Shapewise the dress is basically the same as antique Greek chiton, but from thick wool and a long sleeved dress under it to make it suitable for colder climate. Iron Age lasted well into Middle Ages in Baltic Sea area, and these dresses are based on finds from the time that Middle Ages was happening in most of Europe. The Finnish dress is dated to 11th century which was High Middle Ages in rest of Europe. I think this highlights the point how much the Antique period and Middle Ages flowed into each other.
I have to note that the dress in the right side of the second picture of the original post is not very accurate depiction of a Medieval dress. Generally I would always caution against trusting these very modern illustrations of historical clothing. Early medieval dress varied greatly geographically. For example the Old Norse apron dress is early Medieval dress. The unifying features were that the garments were loose and often tied with girdles, not fitted like in the illustration.
Here's a reconstruction of a 7th century Saxon dress and an illustration of Anglo-Saxon dress from 10th century.
First fitted medieval dress was 12th century bliaut in French influenced area, which wasn't smoothly fitting still as tailoring wouldn't come along till the 14th century. Here's couple of depictions of bliaut. And bliaut was used by both men and women as was the tailored kirtles of Late Medieval period. So if a woman is depicted in a fitted gown, then the men would be too.

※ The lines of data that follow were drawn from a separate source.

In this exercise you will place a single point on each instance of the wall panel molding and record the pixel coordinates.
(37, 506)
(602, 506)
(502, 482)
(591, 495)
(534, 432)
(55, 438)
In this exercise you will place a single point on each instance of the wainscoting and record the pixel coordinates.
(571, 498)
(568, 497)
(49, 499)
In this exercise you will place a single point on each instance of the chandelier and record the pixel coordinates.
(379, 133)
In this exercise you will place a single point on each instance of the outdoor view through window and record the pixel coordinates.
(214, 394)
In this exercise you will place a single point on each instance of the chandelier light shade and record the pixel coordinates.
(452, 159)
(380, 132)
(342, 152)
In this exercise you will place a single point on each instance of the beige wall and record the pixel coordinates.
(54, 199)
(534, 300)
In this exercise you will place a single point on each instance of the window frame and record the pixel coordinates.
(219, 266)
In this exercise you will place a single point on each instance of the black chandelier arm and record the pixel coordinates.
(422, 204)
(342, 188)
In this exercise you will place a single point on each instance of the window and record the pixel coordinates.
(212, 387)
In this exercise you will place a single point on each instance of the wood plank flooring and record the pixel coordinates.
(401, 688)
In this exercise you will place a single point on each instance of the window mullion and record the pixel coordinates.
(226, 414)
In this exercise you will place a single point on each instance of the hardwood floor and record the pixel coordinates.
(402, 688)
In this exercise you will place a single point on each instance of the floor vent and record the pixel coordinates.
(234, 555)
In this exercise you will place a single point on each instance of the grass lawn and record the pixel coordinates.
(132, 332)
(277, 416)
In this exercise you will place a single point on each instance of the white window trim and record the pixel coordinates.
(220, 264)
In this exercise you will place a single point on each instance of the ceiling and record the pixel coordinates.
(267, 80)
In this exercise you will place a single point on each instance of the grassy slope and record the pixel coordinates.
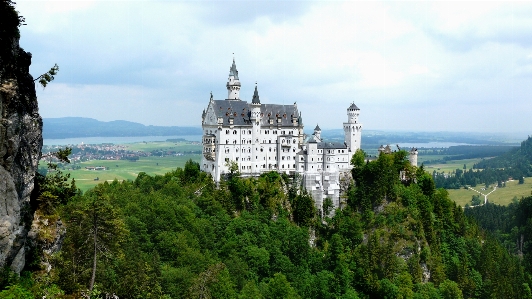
(126, 170)
(502, 196)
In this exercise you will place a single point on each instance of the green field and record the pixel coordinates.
(163, 146)
(126, 170)
(450, 166)
(501, 196)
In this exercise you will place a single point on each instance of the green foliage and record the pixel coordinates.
(48, 77)
(178, 235)
(16, 292)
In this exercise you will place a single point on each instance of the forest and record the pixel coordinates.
(179, 235)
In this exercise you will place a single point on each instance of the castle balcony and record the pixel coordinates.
(209, 156)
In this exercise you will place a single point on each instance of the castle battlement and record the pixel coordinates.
(262, 137)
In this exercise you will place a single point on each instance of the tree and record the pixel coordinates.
(48, 77)
(328, 206)
(304, 209)
(94, 220)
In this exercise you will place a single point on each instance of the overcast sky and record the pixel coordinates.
(424, 66)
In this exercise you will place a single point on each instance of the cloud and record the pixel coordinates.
(408, 64)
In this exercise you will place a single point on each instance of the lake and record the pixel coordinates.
(117, 140)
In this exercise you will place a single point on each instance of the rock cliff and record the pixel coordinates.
(20, 141)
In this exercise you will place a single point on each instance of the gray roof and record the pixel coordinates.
(240, 111)
(331, 145)
(353, 107)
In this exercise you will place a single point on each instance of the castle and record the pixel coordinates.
(269, 137)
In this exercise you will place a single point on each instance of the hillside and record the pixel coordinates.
(181, 236)
(72, 127)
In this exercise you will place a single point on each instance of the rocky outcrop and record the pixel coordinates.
(20, 141)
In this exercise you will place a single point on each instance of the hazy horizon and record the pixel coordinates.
(434, 66)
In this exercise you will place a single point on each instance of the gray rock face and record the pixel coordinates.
(20, 151)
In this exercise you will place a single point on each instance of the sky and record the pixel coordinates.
(408, 66)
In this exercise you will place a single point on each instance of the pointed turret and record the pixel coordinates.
(233, 83)
(233, 71)
(256, 99)
(317, 133)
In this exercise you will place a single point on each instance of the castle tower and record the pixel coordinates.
(255, 132)
(317, 133)
(352, 129)
(413, 157)
(233, 83)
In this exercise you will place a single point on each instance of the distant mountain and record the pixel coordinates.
(72, 127)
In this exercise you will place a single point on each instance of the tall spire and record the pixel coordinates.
(233, 71)
(255, 99)
(233, 83)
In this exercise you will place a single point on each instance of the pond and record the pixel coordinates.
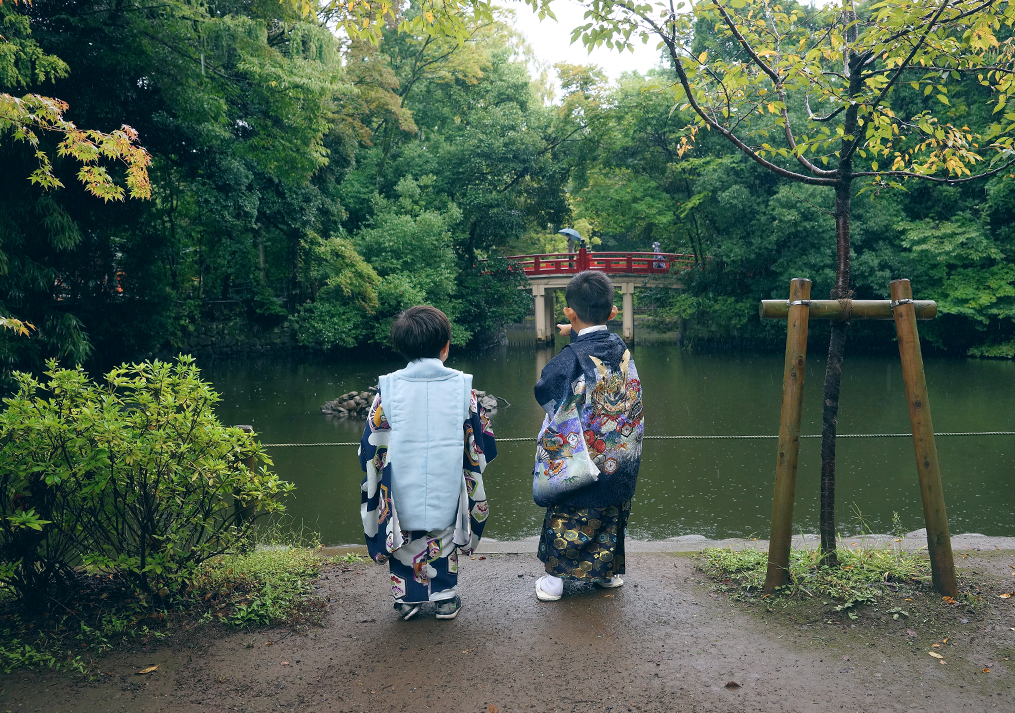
(717, 489)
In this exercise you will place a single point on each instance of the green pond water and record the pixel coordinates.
(717, 489)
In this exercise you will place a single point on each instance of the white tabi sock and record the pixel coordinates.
(552, 585)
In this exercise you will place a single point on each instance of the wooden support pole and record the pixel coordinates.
(938, 540)
(543, 330)
(627, 289)
(244, 512)
(859, 309)
(549, 304)
(789, 436)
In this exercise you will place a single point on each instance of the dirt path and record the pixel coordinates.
(664, 642)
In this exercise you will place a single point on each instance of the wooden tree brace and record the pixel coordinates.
(904, 311)
(855, 309)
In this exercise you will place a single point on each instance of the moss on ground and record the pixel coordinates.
(271, 585)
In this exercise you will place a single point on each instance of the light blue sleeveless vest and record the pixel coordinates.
(425, 404)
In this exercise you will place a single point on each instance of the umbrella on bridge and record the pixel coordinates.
(572, 238)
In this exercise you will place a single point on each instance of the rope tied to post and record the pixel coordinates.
(532, 439)
(846, 305)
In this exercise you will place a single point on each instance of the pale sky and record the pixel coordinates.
(551, 41)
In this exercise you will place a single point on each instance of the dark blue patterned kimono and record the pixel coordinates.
(591, 438)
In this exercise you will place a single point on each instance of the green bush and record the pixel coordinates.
(135, 476)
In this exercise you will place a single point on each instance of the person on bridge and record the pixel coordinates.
(424, 450)
(589, 448)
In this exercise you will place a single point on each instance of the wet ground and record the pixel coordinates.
(664, 642)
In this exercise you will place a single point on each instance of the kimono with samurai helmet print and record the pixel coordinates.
(423, 563)
(593, 427)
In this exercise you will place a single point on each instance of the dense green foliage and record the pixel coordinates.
(134, 476)
(329, 184)
(758, 231)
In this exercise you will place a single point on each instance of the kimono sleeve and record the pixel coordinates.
(554, 380)
(480, 449)
(377, 509)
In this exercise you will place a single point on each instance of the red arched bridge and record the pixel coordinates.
(552, 271)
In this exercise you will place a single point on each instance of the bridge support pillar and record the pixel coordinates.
(627, 289)
(544, 313)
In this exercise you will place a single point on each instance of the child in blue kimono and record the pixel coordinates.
(589, 448)
(424, 449)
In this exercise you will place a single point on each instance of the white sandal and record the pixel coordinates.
(543, 595)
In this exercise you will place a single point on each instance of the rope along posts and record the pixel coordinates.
(680, 438)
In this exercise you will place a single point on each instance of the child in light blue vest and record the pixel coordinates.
(424, 451)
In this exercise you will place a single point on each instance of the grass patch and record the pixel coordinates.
(271, 584)
(862, 576)
(266, 586)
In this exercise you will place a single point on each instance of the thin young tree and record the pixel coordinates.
(835, 96)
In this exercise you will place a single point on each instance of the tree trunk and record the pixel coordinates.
(833, 376)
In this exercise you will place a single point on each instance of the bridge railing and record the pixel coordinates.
(609, 262)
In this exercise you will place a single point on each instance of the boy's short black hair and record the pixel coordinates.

Loose gowns were still used elsewhere, when bliaut was used by french so I guess the French are again the exception.
The point of the original post still stands and I think the way early medieval dress really looked like makes it even stronger. The pop culture's idea of the fitted medieval dress comes really fully in Late Medieval period and it's early version at the end of the High Medieval period. Before that the Medieval dress is very similar to the Late Roman dress, loose simple tunic shapes with a girdle.